Monday, February 22, 2021

Exercise to reduce anxiety

Man helping another man to reach the top of a mountain

This article is written by Rob Maxwell, M.A. Exercise Physiology, CSCS and ACSM CPT from www.fittothemax.net. Follow him on Twitter.

Exercise is a tool to manage anxiety

One of the best tools to manage anxiety is exercise.

I’m sold on exercise. One reason why I choose a particular workout on a given day is how it’s going to impact my mood. Chronic adaptations are why most of us start to exercise.

Chronic adaptions from exercise

Chronic adaptations are what happen after a period of training like losing weight, getting stronger and adding muscle.

These drove my early programming for my own personal fitness and they are still important.

Chronic adaptions are long term changes that happen because of regular exercise.

Acute responses to exercise

Equally important is what are called acute responses.

Acute responses are how our body responds to exercise during and immediately after exercise.

One of the acute responses that I find extremely rewarding after exercise is anxiety reduction and mood improvement.

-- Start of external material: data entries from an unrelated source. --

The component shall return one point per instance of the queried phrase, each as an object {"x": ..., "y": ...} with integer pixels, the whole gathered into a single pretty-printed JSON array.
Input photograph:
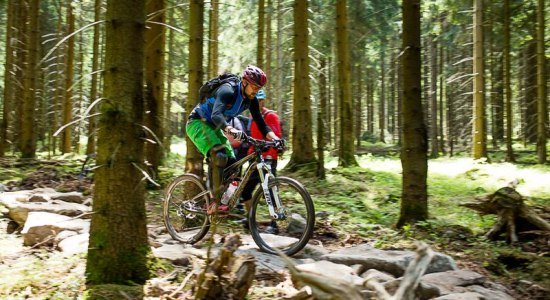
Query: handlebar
[{"x": 279, "y": 145}]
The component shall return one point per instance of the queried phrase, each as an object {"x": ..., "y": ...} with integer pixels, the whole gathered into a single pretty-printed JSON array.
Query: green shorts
[{"x": 205, "y": 136}]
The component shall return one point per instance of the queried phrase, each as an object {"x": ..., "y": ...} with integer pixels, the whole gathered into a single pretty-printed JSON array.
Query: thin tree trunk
[
  {"x": 194, "y": 159},
  {"x": 302, "y": 141},
  {"x": 154, "y": 83},
  {"x": 213, "y": 39},
  {"x": 382, "y": 104},
  {"x": 542, "y": 108},
  {"x": 433, "y": 98},
  {"x": 507, "y": 85},
  {"x": 321, "y": 118},
  {"x": 414, "y": 198},
  {"x": 28, "y": 130},
  {"x": 67, "y": 115},
  {"x": 260, "y": 55},
  {"x": 268, "y": 43},
  {"x": 346, "y": 152},
  {"x": 9, "y": 81},
  {"x": 90, "y": 147},
  {"x": 480, "y": 128},
  {"x": 118, "y": 248}
]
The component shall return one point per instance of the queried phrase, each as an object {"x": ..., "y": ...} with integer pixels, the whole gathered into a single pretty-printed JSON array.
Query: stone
[
  {"x": 381, "y": 277},
  {"x": 72, "y": 197},
  {"x": 391, "y": 261},
  {"x": 449, "y": 279},
  {"x": 461, "y": 296},
  {"x": 39, "y": 198},
  {"x": 332, "y": 271},
  {"x": 74, "y": 244},
  {"x": 297, "y": 224},
  {"x": 43, "y": 227}
]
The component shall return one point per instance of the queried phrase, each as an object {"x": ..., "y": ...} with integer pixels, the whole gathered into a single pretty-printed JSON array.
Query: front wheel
[
  {"x": 184, "y": 209},
  {"x": 291, "y": 231}
]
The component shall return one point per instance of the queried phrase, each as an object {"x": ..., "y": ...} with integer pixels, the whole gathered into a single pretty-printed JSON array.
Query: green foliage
[{"x": 113, "y": 291}]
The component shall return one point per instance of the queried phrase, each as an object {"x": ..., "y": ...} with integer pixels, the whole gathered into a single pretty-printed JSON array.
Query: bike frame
[{"x": 256, "y": 162}]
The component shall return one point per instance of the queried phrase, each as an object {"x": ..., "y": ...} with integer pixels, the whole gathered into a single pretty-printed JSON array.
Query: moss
[{"x": 114, "y": 291}]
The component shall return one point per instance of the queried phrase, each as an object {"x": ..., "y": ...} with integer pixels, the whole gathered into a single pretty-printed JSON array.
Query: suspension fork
[{"x": 265, "y": 176}]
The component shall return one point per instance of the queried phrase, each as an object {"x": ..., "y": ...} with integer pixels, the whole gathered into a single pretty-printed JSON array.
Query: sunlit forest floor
[{"x": 362, "y": 204}]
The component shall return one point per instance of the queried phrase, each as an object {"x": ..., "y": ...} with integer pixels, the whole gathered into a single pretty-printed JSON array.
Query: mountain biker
[
  {"x": 270, "y": 156},
  {"x": 209, "y": 120}
]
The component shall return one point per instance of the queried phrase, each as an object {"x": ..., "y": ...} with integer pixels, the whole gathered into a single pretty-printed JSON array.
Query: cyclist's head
[
  {"x": 255, "y": 76},
  {"x": 261, "y": 95}
]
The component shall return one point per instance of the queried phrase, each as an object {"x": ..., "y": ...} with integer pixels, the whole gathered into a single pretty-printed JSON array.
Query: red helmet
[{"x": 255, "y": 75}]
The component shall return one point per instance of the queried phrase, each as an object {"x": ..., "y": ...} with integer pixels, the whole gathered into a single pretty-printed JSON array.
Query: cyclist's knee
[{"x": 218, "y": 156}]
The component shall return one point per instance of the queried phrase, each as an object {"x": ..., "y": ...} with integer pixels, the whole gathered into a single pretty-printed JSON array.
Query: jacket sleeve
[
  {"x": 257, "y": 117},
  {"x": 223, "y": 95},
  {"x": 272, "y": 120}
]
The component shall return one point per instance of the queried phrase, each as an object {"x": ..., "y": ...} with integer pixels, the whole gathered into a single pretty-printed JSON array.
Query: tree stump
[
  {"x": 227, "y": 276},
  {"x": 513, "y": 214}
]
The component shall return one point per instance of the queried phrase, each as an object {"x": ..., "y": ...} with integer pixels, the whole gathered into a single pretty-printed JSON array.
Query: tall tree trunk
[
  {"x": 542, "y": 108},
  {"x": 213, "y": 39},
  {"x": 480, "y": 128},
  {"x": 382, "y": 104},
  {"x": 358, "y": 105},
  {"x": 279, "y": 75},
  {"x": 9, "y": 81},
  {"x": 67, "y": 115},
  {"x": 268, "y": 43},
  {"x": 28, "y": 133},
  {"x": 194, "y": 159},
  {"x": 346, "y": 151},
  {"x": 302, "y": 132},
  {"x": 414, "y": 197},
  {"x": 434, "y": 142},
  {"x": 90, "y": 147},
  {"x": 118, "y": 235},
  {"x": 507, "y": 85},
  {"x": 530, "y": 91},
  {"x": 321, "y": 117},
  {"x": 260, "y": 54},
  {"x": 154, "y": 82}
]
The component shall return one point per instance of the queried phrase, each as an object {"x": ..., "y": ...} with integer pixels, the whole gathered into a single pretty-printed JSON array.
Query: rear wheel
[
  {"x": 184, "y": 209},
  {"x": 291, "y": 231}
]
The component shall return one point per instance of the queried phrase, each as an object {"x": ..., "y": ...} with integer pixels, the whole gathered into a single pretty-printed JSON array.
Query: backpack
[
  {"x": 207, "y": 89},
  {"x": 280, "y": 122}
]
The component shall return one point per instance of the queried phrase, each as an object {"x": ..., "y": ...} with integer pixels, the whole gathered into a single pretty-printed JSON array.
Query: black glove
[
  {"x": 237, "y": 134},
  {"x": 280, "y": 145}
]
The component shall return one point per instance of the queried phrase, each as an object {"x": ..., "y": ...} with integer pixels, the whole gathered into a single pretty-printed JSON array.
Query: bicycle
[{"x": 282, "y": 200}]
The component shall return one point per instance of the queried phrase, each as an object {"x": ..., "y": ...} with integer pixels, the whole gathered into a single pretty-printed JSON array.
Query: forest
[{"x": 407, "y": 121}]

I often tell myself that I don’t want to make any decisions or respond to someone until I’ve exercised. I’m being serious!

Exercise has short term benefits (acute responses) and long term benefits (chronic adaptions).

I explain why exercise is such a fantastic way to reduce anxiety and improve mood in this article. I also discuss the best ways to exercise to reduce anxiety.

Exercising too much won't reduce anxiety

Like with anything, too much of a good thing is no longer good. If we overdo exercise, anxiety will not be lowered. Too much exercise might even increase it.

That is easy to avoid, though. I don't want this to be a reason for you not to exercise. The benefits far outweigh the potential risk of anxiety elevation. That only happens when you take exercise too far.

Mental and physical symptoms of anxiety

We all know what anxiety feels like. Anxiety can be cognitive which shows itself in the form of worry and obsessive fear.

Anxiety can be physical which shows itself in the form of a racing heart, hot flashes, jitters, insomnia and many more symptoms.

Anxiety sucks. It can be treated. It can be made way better. Exercise is a great tool to reduce anxiety.

Exercise can reduce anxiety, but it isn't a replacement for other tools

Exercise is a great tool for managing anxiety. It helps me. There are many ways that exercise improves mental health.

It’s not a replacement for other tools that may be working for you.

A famous study that was published years ago looked at medication, counseling, and exercise to treat anxiety.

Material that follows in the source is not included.